Shaddam Corrino IV: Padishah Emperor of the known universe. Kind of like George W. Bush, but without Dick Cheney.
Gaius Helen Mohiam: Reverend Mother of the Bene Gesserit (who shares a name with Baltar).
Princess Irulan: Bene Gesserit Daughter of Shaddam IV and chronicler of Paul Atreides' history.
Duke Leto Atreides I: Duke of House Atreides.
Lady Jessica: Bene Gesserit concubine of Duke Leto.
Paul Atreides: Son of Leto and Jessica who throughtout the tale of Dune plays the role of "The Shizznit."
Alia Atreides: Daughter of Leto and Jessica, who is born with full consciousness because of Jessica's participation in the "spice agony."
Duncan Idaho: Swordmaster for House Atreides (and the only character to appear in all six of Herbert's Dune novels, despite being killed a few times).
Gurney Halleck: A vastly talented troubadour warrior for House Atreides. He's the kind of guy that would show up to a battle ready to chew bubblegum and kick ass. And even if he still had plenty of bubblegum left, he'd still kick ass.
Dr. Yueh: Suk doctor for House Atreides, and noted pervert ("Yueh! Yueh! Yueh!" goes the refrain. "A million breasts were not enough for Yueh!").
Baron Vladimir Harkonnen: Ruler of House Harkonnen. Clearly he's the bad guy--he has both "Baron" and "Vladimir" in his name.
Glossu "Beast" Rabban: Nephew of Baron Harkonnen, vying for control of House Harkonnen.
Feyd-Rautha: Nephew of Baron Harkonnen and younger brother of Rabban, whom the Baron is preparing for a solo career after the Police break up.
Piter DeVries: Twisted Mentat (much like comedian Charles Fleischer) who serves Baron Harkonnen.
Stilgar: Naib (which is Fremen for "Head Honcho") of Sietch (Fremen for "village") Tabr (Fremen for "Tabr").
Chani: Elfin-faced Fremen. Seriously, she's elfin-faced; this is apparently an important point for Herbert, since he mentions it five times!

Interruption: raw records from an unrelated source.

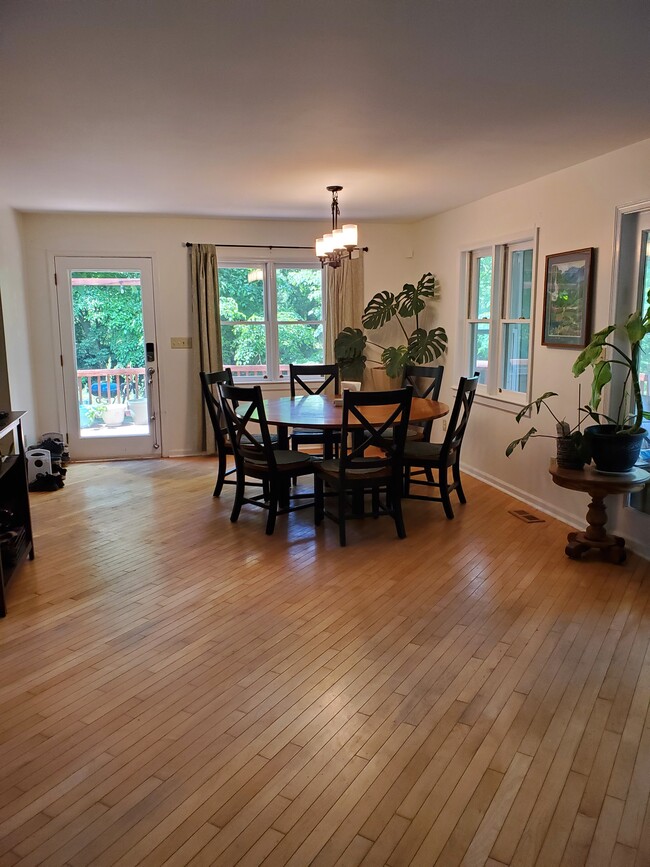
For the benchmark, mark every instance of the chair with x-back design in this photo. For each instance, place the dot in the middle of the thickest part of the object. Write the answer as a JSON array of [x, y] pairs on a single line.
[[256, 457], [367, 416], [299, 382], [443, 456]]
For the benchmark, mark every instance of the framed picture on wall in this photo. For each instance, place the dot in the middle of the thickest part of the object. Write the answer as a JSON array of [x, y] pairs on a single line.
[[568, 284]]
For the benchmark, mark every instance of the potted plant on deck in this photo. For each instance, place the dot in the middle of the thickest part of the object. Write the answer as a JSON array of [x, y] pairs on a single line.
[[615, 443], [420, 346]]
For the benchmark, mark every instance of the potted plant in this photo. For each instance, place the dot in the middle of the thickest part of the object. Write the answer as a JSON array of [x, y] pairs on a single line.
[[572, 449], [95, 413], [420, 346], [615, 443]]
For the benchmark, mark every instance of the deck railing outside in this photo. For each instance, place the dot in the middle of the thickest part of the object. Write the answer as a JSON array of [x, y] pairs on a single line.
[[116, 384]]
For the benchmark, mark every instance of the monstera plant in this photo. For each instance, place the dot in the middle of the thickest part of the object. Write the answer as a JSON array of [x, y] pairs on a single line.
[[420, 346]]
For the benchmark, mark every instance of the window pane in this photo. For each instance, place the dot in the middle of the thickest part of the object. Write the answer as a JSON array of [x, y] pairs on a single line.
[[241, 300], [299, 294], [644, 361], [480, 342], [514, 376], [521, 279], [243, 348], [300, 344], [481, 287]]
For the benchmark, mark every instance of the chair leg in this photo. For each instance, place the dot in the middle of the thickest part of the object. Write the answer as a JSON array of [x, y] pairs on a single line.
[[273, 512], [239, 497], [397, 513], [319, 501], [444, 492], [221, 475], [459, 487], [342, 517]]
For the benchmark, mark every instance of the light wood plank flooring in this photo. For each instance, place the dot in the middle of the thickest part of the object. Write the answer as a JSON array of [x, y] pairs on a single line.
[[176, 689]]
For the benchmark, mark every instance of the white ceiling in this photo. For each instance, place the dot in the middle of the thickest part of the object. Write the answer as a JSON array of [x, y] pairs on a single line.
[[250, 108]]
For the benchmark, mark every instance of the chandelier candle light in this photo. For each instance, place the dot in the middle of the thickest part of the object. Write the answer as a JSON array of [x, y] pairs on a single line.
[[338, 244]]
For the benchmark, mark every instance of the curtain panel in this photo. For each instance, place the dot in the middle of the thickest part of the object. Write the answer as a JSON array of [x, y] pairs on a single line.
[[343, 301], [204, 281]]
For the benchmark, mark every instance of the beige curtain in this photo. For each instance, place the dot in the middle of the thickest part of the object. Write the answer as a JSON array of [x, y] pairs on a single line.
[[206, 341], [343, 301]]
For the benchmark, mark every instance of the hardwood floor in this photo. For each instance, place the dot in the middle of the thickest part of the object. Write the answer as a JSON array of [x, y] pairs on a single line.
[[176, 689]]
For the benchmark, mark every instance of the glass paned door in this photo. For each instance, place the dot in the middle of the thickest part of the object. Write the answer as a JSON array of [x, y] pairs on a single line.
[[108, 357]]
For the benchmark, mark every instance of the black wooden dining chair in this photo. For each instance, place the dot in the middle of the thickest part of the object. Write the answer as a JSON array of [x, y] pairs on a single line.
[[356, 472], [209, 386], [256, 457], [426, 382], [443, 456], [298, 379]]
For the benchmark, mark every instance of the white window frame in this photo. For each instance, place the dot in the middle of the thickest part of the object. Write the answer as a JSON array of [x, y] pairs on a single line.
[[271, 321], [491, 392]]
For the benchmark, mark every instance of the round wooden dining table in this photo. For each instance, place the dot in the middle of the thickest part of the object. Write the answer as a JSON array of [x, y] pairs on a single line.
[[319, 412]]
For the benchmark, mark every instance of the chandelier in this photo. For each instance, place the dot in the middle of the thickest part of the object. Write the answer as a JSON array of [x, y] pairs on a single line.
[[338, 244]]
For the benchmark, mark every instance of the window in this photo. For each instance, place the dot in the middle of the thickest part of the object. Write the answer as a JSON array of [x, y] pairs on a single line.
[[271, 316], [500, 281]]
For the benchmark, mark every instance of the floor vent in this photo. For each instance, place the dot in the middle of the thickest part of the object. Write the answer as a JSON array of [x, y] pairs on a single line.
[[526, 516]]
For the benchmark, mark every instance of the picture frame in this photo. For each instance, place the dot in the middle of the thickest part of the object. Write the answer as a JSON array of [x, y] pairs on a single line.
[[568, 290]]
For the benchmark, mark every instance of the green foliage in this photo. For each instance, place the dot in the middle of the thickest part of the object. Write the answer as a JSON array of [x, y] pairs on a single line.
[[299, 301], [632, 333], [561, 427], [108, 322], [379, 310], [349, 349], [394, 359], [422, 346]]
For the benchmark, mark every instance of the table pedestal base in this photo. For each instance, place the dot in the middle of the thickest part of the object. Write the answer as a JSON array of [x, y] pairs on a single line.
[[612, 548]]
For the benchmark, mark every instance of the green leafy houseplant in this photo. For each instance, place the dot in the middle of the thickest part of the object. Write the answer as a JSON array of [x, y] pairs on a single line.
[[421, 346], [572, 449], [622, 434]]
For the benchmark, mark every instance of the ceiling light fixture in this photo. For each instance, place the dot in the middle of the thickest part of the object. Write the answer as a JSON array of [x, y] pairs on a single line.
[[338, 244]]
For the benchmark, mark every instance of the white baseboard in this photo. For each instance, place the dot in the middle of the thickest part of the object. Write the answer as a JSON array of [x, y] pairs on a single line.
[[570, 518], [577, 522], [185, 453]]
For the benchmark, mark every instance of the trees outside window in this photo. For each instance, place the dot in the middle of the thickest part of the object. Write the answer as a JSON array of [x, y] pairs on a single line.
[[271, 316]]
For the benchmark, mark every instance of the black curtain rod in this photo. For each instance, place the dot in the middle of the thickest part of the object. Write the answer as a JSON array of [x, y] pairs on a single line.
[[259, 246]]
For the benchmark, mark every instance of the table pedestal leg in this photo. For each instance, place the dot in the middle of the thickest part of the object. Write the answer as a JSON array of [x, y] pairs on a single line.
[[611, 547]]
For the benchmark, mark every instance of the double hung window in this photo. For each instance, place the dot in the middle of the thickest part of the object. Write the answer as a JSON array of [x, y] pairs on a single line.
[[500, 297], [271, 316]]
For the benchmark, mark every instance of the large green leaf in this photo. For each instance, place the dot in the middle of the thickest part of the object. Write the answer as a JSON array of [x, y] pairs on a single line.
[[520, 442], [350, 343], [602, 375], [591, 353], [424, 345], [411, 300], [394, 359], [537, 403], [379, 310], [635, 327], [352, 368]]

Dune made it to the big screen in the 1984 film Dune, directed by David Lynch. It clocked in at 137 minutes, which still wasn't enough time to tell the full story of Herbert's 500+ page novel. To compensate, many theaters handed out cheat sheets to the viewers so they (if they hadn't read the book) would know what the hell was going on. Astonishingly, this is the only David Lynch film that this idea has been tried with.
In 2000, Dune was made into a three-part miniseries on the SciFi channel (before it became the SyFy channel). Spread out over three nights, director John Harrison was able to tell the story without being rushed. And, of course, he got to use CGI.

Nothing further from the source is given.